Pochi ammettono che i Democratici scontenti hanno decretato la vittoria di Trump. La nota diplomatica di James Hansen.

Tra poco meno di due mesi—l’inaugurazione si svolgerà il 20 gennaio—Donald Trump diventerà il 47esimo Presidente degli Stati Uniti. La sua elezione, una vittoria schiacciante, ha scioccato il resto del mondo più di quanto abbia sorpreso invece la popolazione americana. Trump non è precisamente ‘popolare’. Non sfugge a nessuno, nemmeno ai suoi sostenitori, che è uno spaccone antipatico e confusionario, uno che dice qualunque cosa gli venga in mente senza pensarci troppo. L’esito del voto rappresenta, per molti versi, più che un’espressione della volontà popolare, una sorta di vendetta degli elettori rispetto a un Establishment politico Democratico—ma anche Repubblicano—che ha deluso. Il vento è cambiato, la leadership dei due partiti non lo ha capito e il pubblico gli ha lanciato contro Trump, come un sasso contro una vetrata.

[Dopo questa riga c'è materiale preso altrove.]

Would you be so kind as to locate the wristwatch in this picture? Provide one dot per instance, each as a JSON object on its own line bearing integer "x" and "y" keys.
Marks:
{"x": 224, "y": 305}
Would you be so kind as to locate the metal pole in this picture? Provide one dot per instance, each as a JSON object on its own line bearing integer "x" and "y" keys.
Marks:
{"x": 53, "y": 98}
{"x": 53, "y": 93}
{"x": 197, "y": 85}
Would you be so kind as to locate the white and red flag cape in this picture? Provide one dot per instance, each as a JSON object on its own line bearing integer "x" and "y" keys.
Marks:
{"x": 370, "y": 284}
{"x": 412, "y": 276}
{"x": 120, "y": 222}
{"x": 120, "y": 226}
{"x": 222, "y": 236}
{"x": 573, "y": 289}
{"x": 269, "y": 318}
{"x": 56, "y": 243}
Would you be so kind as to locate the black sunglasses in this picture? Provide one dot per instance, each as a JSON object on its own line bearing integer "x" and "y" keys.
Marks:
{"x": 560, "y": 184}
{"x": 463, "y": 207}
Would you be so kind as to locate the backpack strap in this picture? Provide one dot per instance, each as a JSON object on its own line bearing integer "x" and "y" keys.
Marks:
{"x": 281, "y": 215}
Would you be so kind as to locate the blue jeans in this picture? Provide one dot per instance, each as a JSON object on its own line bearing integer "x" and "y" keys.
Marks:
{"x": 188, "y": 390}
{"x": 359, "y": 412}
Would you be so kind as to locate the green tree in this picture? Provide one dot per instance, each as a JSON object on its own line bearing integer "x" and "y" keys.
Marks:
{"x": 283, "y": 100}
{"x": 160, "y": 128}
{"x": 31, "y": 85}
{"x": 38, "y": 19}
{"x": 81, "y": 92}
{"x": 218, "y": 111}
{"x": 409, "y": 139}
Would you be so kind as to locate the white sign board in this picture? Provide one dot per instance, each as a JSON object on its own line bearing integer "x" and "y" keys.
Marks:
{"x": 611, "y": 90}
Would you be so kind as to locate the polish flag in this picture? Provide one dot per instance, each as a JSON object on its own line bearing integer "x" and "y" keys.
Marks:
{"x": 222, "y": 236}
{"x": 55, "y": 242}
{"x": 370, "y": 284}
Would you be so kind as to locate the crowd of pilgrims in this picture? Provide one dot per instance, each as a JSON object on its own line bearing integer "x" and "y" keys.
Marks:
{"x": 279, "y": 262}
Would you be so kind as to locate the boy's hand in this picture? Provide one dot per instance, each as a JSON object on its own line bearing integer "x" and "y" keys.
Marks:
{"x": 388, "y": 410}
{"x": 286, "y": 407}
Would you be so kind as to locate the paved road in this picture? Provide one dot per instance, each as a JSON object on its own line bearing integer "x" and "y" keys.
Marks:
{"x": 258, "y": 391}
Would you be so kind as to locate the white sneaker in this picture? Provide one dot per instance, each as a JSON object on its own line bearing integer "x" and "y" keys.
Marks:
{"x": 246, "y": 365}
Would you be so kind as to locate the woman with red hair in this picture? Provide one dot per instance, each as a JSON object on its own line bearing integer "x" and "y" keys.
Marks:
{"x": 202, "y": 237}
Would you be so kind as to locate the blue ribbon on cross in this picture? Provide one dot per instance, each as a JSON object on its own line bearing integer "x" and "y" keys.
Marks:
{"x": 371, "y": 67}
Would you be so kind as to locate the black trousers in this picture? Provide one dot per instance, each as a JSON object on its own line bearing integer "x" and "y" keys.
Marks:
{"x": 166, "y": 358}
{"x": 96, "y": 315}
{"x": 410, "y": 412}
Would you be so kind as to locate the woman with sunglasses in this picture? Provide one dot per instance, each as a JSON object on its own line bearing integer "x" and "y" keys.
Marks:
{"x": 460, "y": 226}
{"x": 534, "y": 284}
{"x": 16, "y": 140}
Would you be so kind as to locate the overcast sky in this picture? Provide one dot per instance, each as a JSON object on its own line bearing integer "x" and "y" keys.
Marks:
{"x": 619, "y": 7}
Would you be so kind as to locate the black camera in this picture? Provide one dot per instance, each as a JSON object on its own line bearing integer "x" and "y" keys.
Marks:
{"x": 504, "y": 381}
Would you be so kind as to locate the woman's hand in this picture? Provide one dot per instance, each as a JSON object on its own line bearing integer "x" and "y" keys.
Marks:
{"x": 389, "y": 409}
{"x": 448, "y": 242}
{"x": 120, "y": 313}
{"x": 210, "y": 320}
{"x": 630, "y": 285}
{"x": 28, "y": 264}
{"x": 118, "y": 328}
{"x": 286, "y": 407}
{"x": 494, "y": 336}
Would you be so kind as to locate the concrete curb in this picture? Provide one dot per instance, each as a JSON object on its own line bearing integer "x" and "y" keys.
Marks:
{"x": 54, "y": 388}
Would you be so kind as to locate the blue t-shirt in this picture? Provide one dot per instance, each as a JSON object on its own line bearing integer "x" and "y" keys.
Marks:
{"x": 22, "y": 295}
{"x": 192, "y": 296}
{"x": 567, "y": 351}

È troppo facile da questa parte dell’Oceano interpretare il ruolo dei partiti politici Usa in termini europei; non hanno né la stessa organizzazione, né le stesse finalità dei partiti continentali, che sono invece tendenzialmente ben strutturati, gestiti attraverso meccanismi di tesseramento e che spesso hanno una precisa base ideologica, insieme con gli strumenti di disciplina interna per garantire una sufficiente ‘purezza di pensiero’ tra gli iscritti.

I due partiti americani sono tra i più vecchi del mondo. La fondazione del Partito Democratico risale al 1828 e quella del Partito Repubblicano al 1854. Ovviamente, ne è passata di acqua sotto i ponti in questi due secoli e le due organizzazioni hanno reagito occupando in varie fasi praticamente ogni casella della scacchiera ideologica. Per esempio, i ‘Dem’ sono stati a lungo il partito degli schiavisti del Sud e, dopo la sconfitta nella Guerra Civile americana (1861-1865) e l’abolizione della schiavitù da parte di un governo Repubblicano, i Democratici sono stati i ‘protettori’ della segregazione razziale—sempre avversati dai Repubblicani ‘abolizionisti’.

Questo almeno nel Sud, mentre nel Nord i Democratici hanno cominciato a cercare legami con i movimenti sindacali, il che dà un’idea della scarsa ‘coerenza ideologica’ che regnava allora nei partiti americani. I Repubblicani, invece, molto ‘nordisti’ e spinti da pulsioni di tipo ‘liberal-radicale’—tant’è che non ammettevano la schiavitù degli afroamericani—hanno cominciato ad allargarsi, ben oltre i professionisti e i ‘borghesi protestanti’ che li avevano sostenuti sin dalle origini, includendo gli emergenti ceti produttivi dell’Est e dell’Ovest e diventando strada facendo un partito dal sapore ‘benestante’.

Per complicare ulteriormente le cose, la vasta estensione territoriale degli Stati Uniti ha fatto sì che il ‘carattere’ dei due partiti fosse parecchio variabile dal punto di vista geografico e che le strutture ‘centrali’ fossero di conseguenza molto deboli. Il risultato di tutto questo è che la ‘appartenenza’ a un partito è poco più che un’etichetta di cui è facile disfarsi a necessità: per esempio, quando si vuole mandare a casa una classe politica intera… Donald Trump è stato votato da Democratici infelici quanto dai Repubblicani. Ecco la fonte dell’inattesa valanga elettorale.